What is the numerical value of side when the perimeter and area of a square are numerically equal?
4 units
Hence, the side of the square is 4 units.
Is the area of a square the same as the perimeter?
Answer: The area of a square is equal to the square of the length of its side and the perimeter of the square is 4 times the length of its side.
Can the perimeter be more than the area?
The perimeter is always bigger except for one (Shape G). The area and perimeter are the same. The same happened if there you have a rectangle that has a length of 6 and a width of 3. Table 3 (they didn’t give their school) looked at finding a shape which has a perimeter numerically twice the area.
How do you find out the perimeter of a square from the area?
Perimeter of Square Using Area of Square
- Step 1: Note down the area of square.
- Step 2: Calculate the side length using the area, Side = √area.
- Step 3: Multiply this obtained value of side length, (√area) by 4 and express the answer in units, Perimeter = (√area) × 4 = 4√area units.
Can a square have the same numerical value for its perimeter and area?
But in order to engage in the problem at all, students must ignore another property of length and area measure: the units differ in dimension and so, though the perimeter and area can “have the same numerical value,” perimeter and area can’t be “equal.” You may need, at times, to make clear that it is permitted to look …
What will be the length of the side of a square if it’s area and perimeter are same?
If the perimeters of a square and rectangle are equal, then: 4s = 2(l+w), where s is the side length of the square (since all sides are equal), and l and w are length and height.

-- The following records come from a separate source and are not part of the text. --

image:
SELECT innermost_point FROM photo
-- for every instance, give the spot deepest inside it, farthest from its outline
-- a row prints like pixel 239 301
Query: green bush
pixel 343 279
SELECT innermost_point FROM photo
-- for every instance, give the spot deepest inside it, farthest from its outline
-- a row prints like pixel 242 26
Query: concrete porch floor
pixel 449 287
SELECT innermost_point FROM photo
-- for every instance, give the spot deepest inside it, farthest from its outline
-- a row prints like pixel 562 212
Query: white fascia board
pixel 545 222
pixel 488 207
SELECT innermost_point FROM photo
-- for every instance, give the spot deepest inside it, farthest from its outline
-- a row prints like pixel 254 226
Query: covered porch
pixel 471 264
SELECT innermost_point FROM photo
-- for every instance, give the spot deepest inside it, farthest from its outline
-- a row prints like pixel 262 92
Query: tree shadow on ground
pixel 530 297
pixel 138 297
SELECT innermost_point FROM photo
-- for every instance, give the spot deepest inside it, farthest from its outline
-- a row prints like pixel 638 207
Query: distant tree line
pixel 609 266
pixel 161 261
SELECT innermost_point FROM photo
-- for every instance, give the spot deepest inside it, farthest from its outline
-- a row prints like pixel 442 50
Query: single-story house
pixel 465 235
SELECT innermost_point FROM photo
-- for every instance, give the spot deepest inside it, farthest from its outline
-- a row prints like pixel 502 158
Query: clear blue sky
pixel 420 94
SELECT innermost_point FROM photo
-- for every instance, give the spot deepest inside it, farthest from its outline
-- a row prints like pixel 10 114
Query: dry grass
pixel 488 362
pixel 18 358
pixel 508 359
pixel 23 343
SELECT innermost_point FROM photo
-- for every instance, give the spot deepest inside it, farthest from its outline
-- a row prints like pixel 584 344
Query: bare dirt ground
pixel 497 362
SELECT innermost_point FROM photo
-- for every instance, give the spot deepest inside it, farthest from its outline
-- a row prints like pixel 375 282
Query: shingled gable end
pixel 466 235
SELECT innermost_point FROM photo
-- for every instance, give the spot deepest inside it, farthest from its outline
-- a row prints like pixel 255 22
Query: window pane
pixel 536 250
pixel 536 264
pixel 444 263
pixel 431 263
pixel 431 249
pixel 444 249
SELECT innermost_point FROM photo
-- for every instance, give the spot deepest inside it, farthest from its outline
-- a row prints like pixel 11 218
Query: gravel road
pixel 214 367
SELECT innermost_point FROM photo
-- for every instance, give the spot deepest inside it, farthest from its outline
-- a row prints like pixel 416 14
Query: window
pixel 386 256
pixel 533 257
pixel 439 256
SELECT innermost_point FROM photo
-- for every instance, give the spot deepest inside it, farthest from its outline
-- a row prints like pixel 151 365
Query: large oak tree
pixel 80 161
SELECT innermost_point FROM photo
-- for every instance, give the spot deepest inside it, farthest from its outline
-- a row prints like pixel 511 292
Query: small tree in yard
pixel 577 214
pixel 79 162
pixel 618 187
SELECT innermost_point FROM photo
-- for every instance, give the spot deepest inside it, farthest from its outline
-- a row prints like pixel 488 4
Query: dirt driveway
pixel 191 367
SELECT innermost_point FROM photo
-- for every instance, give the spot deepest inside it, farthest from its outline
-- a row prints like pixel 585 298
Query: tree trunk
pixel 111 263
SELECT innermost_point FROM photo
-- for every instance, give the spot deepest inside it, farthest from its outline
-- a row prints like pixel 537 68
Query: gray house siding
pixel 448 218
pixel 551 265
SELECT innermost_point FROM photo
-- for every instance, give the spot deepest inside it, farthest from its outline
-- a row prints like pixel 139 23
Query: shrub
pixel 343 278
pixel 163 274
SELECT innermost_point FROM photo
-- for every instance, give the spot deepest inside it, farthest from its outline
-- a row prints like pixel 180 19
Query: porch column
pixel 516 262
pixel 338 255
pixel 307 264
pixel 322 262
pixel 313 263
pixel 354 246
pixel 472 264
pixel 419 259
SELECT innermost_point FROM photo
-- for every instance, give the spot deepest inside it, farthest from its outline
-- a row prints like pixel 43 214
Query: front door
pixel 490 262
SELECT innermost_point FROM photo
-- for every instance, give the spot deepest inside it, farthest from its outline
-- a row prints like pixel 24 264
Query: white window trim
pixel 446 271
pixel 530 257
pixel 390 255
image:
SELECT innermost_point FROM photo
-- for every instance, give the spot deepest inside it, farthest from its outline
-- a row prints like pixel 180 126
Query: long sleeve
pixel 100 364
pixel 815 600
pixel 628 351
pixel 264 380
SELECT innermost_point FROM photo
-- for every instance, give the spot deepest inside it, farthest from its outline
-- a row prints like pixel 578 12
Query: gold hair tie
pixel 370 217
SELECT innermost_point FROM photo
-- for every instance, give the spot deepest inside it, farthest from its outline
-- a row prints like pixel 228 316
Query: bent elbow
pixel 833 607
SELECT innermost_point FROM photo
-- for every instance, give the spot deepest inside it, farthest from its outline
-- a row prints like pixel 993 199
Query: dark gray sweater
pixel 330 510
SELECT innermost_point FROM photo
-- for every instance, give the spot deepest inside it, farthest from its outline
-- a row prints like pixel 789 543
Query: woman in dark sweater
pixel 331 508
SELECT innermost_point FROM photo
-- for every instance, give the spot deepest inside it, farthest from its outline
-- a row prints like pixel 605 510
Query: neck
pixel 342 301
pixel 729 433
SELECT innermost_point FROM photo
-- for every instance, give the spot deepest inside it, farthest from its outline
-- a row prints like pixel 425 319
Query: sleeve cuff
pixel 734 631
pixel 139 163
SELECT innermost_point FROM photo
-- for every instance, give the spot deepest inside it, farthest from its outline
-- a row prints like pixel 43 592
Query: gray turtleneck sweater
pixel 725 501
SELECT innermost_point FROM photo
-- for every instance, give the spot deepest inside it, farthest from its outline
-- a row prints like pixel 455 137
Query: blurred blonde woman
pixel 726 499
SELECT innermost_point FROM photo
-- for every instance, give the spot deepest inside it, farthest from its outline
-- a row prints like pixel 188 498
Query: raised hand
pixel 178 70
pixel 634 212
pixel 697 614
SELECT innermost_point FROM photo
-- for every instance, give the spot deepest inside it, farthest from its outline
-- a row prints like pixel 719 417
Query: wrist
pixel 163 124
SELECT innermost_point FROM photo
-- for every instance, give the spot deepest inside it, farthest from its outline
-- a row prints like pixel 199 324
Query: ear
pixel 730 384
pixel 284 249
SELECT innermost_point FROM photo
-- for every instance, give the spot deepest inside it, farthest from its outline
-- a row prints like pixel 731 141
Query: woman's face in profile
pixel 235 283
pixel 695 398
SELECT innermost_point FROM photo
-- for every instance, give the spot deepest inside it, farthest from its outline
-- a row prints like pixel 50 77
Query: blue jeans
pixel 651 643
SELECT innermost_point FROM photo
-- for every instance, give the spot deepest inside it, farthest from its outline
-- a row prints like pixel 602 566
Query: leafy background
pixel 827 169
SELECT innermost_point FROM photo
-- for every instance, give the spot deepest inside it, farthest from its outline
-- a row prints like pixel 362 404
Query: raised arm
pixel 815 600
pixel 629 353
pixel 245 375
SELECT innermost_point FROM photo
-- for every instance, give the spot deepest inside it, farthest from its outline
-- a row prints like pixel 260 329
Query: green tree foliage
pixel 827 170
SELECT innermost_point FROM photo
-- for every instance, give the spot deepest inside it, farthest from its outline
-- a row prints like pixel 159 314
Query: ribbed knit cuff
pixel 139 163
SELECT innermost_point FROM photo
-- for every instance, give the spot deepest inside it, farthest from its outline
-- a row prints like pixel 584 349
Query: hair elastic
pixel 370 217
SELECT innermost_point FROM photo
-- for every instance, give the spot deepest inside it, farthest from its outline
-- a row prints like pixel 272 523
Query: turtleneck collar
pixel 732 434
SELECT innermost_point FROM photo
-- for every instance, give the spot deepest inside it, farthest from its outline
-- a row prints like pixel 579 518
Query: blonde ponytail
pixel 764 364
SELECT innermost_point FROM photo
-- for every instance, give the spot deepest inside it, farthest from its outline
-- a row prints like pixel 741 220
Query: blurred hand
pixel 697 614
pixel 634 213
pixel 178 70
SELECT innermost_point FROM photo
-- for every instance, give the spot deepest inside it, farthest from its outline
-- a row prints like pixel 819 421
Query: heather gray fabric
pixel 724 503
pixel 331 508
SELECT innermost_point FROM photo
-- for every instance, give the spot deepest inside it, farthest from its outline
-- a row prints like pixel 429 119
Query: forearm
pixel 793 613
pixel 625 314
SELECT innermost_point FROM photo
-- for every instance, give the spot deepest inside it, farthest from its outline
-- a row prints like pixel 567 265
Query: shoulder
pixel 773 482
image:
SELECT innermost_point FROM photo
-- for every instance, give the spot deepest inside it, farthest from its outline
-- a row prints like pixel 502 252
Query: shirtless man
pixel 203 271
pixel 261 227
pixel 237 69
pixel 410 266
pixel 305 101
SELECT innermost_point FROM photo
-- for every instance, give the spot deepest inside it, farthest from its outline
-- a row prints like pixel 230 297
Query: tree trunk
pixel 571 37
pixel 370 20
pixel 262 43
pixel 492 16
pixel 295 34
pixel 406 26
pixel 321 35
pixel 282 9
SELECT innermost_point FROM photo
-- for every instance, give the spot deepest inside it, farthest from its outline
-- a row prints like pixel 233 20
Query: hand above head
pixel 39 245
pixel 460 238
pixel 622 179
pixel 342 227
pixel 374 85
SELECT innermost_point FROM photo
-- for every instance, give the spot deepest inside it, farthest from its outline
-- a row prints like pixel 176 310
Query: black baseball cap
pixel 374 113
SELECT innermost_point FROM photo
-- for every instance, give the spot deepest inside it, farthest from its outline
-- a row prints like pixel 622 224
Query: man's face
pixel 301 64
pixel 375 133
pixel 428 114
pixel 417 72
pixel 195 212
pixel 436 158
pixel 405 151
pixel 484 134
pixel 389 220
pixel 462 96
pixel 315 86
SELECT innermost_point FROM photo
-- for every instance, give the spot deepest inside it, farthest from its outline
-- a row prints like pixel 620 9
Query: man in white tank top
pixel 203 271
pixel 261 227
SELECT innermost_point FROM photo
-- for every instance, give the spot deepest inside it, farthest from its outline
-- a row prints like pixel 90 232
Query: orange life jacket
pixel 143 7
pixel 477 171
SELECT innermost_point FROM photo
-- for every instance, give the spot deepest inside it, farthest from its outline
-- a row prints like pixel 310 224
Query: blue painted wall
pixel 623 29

Is there a relationship between the area and perimeter?
There is no direct relationship between the perimeter of a rectangle and its area. Each of these rectangles has a different perimeter (24 units, 18 units and 42 units respectively). You would need to know a combination of any two of the following: length, width, perimeter, area.
Is the area of a square always bigger than the perimeter?
Any rectangle will always have more of these blocks exposed to the outside than a square of the same area. This proves that a rectangle will always have a larger perimeter than a square with the same area. This implies that if a rectangle and a square have the same perimeter, the rectangle must have a smaller area.
Does greater perimeter mean greater area?
The short answer: given the same perimeter, a regular figure with more sides will cover more area.
What is the perimeter of the square in Figure 1?
4
Since all sides of a square are equal, we only need one side to find its perimeter. The perimeter of the given square is: a + a + a + a = 4 a units. Hence, the formula of the perimeter of a square = 4 × (length of any one side).
What is the rule of area of square?
Answer) In other words, the area of a square is the product of the length of each side with itself. That is, Area A = s x s where s is the length of each side of the square. For example, the area of a square of each side of length 8 feet is equal to 8 times 8 or 64 square feet.